Detlef Opitz, der im Jahr 1996 mit seinem Luther-Roman "Klio, ein Wirbel um L." erhebliches Aufsehen in der literarischen Welt erregt hatte, folgt in seinem neuen Buch den 200 Jahre alten Spuren eines Mannes, der die Bücher mehr geliebt hat als das Leben. Auf der Basis verschollen geglaubter Gerichtsakten rollt Opitz den Fall des wegen Mordes verurteilten bibliomanischen Pfarrers Johann Georg Tinius wieder auf. Dieser Buchtrinker und -esser finanzierte seine zwischen 40000 und 60000 Bänden umfassende Bibliothek damit, daß er zweimal heiratete und in ganz Europa mit wertvollen Doubletten handelte. Er geriet in den Verdacht, brutale Morde begangen zu haben, um seiner Bücherleidenschaft frönen zu können. Aber er leugnete die ihm unterstellten Taten mit einer Hartnäckigkeit, die nicht davor zurückschreckte, Freunde und Bekannte um falsche Zeugnisse zu bitten. Tinius verstrickte sich immer mehr in seinen Verteidigungsbemühungen, und bald hatte er niemanden mehr, der für ihn eintrat. Tinius wurde im Jahr 1813 rechtskräftig verurteilt, versuchte noch im Gefängnis, seine Unschuld zu beweisen, aber seine Bibliothek schwand dahin, aus ihrer Versteigerung erwarb auch Goethe etliche Titel. In Detlef Opitz' sprachmächtigem Buch stößt ein "heutiger" Bücherliebhaber auf die Spuren des legendären Magister Tinius und vergräbt sich immer tiefer in die Ungereimtheiten und Widersprüche der bibliomanischen Mordgeschichten.

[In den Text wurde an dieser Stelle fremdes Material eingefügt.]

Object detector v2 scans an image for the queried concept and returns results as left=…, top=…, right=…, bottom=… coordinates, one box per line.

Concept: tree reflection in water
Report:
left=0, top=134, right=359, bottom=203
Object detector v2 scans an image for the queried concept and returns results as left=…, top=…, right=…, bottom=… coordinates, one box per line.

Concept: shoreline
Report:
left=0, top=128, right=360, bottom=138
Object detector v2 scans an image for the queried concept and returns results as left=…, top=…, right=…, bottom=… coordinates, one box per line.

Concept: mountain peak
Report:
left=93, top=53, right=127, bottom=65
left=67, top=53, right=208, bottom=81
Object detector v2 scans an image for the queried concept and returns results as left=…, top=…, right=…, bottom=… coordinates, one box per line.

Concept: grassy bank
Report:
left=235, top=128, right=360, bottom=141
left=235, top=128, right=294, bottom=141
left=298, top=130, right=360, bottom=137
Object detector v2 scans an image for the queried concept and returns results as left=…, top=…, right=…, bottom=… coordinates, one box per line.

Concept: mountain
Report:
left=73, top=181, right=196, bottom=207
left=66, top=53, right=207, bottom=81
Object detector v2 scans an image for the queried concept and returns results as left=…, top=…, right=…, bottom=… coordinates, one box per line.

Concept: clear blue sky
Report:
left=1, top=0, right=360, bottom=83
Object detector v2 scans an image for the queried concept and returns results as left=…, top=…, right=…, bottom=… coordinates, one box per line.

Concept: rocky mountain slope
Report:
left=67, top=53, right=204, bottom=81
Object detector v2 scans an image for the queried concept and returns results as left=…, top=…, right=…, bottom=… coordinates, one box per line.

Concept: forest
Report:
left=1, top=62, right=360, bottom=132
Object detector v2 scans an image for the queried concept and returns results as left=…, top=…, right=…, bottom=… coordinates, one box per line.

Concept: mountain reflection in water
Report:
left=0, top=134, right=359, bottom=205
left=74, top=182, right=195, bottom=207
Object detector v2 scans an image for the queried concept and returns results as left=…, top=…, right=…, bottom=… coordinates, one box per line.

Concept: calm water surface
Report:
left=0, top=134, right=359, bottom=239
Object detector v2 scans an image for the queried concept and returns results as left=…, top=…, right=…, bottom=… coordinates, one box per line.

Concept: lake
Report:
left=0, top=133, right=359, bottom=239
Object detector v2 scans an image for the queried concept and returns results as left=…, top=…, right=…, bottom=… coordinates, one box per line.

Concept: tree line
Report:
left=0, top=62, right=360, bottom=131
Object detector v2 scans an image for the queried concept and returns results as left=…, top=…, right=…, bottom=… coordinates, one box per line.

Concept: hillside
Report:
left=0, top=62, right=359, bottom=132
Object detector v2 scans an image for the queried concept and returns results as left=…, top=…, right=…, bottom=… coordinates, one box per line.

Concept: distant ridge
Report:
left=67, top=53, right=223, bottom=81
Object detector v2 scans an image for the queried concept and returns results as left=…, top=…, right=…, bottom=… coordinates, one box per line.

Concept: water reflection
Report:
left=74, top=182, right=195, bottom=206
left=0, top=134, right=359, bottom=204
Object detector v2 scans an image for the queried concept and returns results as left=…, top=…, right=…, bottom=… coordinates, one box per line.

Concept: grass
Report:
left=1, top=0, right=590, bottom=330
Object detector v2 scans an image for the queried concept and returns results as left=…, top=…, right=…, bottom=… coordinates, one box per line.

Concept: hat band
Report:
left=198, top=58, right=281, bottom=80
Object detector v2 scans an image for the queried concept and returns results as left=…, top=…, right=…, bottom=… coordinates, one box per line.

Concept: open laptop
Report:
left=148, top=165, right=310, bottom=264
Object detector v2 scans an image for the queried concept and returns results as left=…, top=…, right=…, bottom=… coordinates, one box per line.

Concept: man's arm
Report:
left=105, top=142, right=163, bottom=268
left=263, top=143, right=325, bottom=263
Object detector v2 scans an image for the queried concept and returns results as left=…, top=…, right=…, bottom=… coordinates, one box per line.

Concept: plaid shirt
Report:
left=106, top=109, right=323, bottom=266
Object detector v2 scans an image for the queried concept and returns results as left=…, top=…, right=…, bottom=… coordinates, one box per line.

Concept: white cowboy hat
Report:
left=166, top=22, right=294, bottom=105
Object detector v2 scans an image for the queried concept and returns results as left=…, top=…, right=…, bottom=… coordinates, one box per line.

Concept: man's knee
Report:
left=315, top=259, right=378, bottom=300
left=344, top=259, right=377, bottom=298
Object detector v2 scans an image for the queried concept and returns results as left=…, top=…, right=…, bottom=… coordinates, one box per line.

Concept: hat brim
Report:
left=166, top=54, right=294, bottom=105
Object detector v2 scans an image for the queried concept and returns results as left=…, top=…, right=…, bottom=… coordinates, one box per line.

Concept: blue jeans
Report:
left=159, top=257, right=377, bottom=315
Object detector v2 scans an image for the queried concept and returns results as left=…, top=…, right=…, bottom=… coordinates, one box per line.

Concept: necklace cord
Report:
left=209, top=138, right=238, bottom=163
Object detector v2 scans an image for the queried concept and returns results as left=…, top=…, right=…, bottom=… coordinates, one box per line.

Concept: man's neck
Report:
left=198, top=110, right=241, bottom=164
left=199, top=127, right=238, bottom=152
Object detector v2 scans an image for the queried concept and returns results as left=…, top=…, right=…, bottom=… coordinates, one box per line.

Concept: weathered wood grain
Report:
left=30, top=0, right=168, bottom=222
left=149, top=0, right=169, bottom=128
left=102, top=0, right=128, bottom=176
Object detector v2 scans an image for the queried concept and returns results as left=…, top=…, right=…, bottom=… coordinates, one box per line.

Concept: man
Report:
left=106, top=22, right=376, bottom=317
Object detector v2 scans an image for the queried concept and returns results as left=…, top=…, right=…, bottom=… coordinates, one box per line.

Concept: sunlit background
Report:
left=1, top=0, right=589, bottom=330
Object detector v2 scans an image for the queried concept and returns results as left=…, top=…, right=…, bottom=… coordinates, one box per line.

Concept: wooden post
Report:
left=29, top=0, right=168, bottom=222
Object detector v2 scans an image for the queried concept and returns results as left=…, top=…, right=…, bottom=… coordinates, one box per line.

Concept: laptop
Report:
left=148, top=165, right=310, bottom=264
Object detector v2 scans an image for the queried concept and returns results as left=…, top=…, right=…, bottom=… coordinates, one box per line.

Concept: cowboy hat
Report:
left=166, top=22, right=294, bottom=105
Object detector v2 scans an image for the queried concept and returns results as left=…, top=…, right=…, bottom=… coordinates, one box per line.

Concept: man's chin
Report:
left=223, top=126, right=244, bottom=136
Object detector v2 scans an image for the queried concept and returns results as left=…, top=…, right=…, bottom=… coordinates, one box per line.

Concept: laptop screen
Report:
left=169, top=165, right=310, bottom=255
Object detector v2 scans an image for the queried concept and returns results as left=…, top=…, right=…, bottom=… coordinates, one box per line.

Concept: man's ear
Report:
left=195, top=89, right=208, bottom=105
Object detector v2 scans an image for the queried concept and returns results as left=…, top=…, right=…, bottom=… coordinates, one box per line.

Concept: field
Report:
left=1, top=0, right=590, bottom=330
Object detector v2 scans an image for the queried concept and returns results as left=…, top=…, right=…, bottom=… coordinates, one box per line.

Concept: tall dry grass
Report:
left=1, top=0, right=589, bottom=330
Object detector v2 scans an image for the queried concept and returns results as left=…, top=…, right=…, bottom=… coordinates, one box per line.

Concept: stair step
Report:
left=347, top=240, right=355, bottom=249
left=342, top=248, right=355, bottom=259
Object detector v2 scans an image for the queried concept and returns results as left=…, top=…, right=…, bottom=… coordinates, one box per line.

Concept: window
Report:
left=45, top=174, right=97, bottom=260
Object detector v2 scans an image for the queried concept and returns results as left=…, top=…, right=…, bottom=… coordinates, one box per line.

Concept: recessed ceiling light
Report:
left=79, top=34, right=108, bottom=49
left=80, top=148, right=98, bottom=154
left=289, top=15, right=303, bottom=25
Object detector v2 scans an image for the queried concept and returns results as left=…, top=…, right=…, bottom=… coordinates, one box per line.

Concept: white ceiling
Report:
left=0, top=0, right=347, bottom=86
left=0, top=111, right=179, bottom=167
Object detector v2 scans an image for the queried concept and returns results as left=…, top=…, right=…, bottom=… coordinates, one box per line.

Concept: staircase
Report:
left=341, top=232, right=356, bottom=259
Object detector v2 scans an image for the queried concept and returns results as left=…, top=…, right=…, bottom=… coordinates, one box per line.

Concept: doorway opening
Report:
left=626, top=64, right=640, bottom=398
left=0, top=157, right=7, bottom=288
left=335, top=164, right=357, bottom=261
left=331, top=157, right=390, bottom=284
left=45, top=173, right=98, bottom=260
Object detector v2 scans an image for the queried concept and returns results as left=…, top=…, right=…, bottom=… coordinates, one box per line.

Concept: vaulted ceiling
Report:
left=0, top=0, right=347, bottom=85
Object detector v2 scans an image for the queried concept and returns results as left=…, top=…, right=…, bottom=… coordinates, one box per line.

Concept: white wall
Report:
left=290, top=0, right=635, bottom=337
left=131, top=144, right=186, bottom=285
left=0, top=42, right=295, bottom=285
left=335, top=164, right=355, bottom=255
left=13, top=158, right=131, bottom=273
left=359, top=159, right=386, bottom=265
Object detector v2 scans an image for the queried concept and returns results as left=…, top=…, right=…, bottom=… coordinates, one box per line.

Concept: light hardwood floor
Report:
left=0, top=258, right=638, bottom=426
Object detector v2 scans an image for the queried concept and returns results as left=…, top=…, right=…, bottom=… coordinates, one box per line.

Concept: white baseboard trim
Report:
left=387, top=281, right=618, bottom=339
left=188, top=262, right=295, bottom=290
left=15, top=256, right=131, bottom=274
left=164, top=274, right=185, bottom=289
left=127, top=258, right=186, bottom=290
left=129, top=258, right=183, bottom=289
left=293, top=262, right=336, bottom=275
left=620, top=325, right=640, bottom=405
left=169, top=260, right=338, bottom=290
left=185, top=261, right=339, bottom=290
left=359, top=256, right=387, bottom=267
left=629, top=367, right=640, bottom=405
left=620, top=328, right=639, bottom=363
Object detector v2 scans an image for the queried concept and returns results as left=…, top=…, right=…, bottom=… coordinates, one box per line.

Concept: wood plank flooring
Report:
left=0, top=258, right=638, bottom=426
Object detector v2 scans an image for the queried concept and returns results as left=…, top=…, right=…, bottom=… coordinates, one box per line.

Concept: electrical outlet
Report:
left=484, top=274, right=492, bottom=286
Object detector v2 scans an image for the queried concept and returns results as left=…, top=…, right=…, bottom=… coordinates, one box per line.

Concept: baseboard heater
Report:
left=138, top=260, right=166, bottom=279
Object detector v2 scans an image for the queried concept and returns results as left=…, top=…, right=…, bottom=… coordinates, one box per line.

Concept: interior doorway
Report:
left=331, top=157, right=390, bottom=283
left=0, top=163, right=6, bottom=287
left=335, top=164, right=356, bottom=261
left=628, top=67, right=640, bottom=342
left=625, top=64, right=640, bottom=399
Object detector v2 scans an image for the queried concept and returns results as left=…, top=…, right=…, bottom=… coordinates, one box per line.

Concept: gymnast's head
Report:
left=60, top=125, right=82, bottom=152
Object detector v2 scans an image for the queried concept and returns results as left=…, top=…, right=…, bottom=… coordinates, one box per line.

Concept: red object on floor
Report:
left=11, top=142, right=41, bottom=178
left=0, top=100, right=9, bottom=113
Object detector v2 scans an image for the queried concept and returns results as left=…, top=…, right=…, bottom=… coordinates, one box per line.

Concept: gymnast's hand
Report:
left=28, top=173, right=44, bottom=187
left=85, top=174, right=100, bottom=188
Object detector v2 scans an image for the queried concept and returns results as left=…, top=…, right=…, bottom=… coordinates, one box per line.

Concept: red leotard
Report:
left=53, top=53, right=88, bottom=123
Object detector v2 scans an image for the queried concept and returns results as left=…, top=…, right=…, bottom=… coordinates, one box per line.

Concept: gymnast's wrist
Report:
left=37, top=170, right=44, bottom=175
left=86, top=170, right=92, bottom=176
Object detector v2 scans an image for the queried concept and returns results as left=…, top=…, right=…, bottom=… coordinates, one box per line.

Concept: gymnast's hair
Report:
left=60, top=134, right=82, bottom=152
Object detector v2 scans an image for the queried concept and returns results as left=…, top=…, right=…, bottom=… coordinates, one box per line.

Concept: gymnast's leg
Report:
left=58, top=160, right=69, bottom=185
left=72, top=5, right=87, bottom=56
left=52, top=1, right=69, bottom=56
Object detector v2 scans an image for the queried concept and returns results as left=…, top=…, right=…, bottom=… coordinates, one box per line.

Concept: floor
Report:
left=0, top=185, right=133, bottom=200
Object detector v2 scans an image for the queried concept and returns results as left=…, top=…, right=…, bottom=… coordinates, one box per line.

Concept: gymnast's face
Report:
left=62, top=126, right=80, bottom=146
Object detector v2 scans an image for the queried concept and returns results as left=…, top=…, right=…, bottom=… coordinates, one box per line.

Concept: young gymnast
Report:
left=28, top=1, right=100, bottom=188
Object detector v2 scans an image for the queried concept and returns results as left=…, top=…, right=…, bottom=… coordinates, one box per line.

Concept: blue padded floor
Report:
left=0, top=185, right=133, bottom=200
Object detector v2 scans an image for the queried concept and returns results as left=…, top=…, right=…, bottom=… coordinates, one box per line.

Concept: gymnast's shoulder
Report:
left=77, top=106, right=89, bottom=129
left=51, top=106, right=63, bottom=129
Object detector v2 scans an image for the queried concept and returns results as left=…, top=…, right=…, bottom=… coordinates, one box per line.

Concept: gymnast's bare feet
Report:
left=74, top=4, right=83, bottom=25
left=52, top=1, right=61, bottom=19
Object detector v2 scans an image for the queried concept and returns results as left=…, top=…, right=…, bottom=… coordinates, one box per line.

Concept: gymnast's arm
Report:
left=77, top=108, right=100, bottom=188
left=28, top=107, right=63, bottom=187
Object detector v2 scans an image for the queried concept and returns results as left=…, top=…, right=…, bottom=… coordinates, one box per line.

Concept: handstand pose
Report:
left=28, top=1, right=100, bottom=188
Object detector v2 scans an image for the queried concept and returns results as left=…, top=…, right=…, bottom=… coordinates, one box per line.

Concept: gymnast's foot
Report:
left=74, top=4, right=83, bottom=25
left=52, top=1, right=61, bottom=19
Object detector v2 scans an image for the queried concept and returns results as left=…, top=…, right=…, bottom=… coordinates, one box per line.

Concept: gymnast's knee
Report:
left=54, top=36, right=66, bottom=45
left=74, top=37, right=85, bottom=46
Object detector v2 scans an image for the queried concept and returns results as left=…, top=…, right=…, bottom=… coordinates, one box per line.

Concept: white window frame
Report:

Detlef Opitz, der für eine Marbacher Ausstellung "Vom Schreiben" einen Aufsatz mit dem bezeichnenden Titel "Schicksale Scheusale Labsale - Bücher" verfasst hat, mischt in seinem Roman drei Ebenen, die historische des Tinius, die Gegenwartsebene des Spurensuchers - hier spielt sogar der notorische Büchersammler Karl Lagerfeld eine Rolle - sowie eine dokumentarische Ebene. Er erweist sich dabei als ein genialer Sprachspieler und -imitator: Er springt vom Kanzleideutsch des 18. Jahrhunderts in die aktuelle Gegenwartssprache und schreibt auf diese Weise nicht nur eine bizarre Kulturgeschichte der Bibiophilie, sondern demonstriert den Glanz und den Eigensinn einer Sprache, an der auch in Zukunft - hoffentlich - alle Kultusministerkonferenzen und Rechtschreibkommissionen begierig scheitern werden.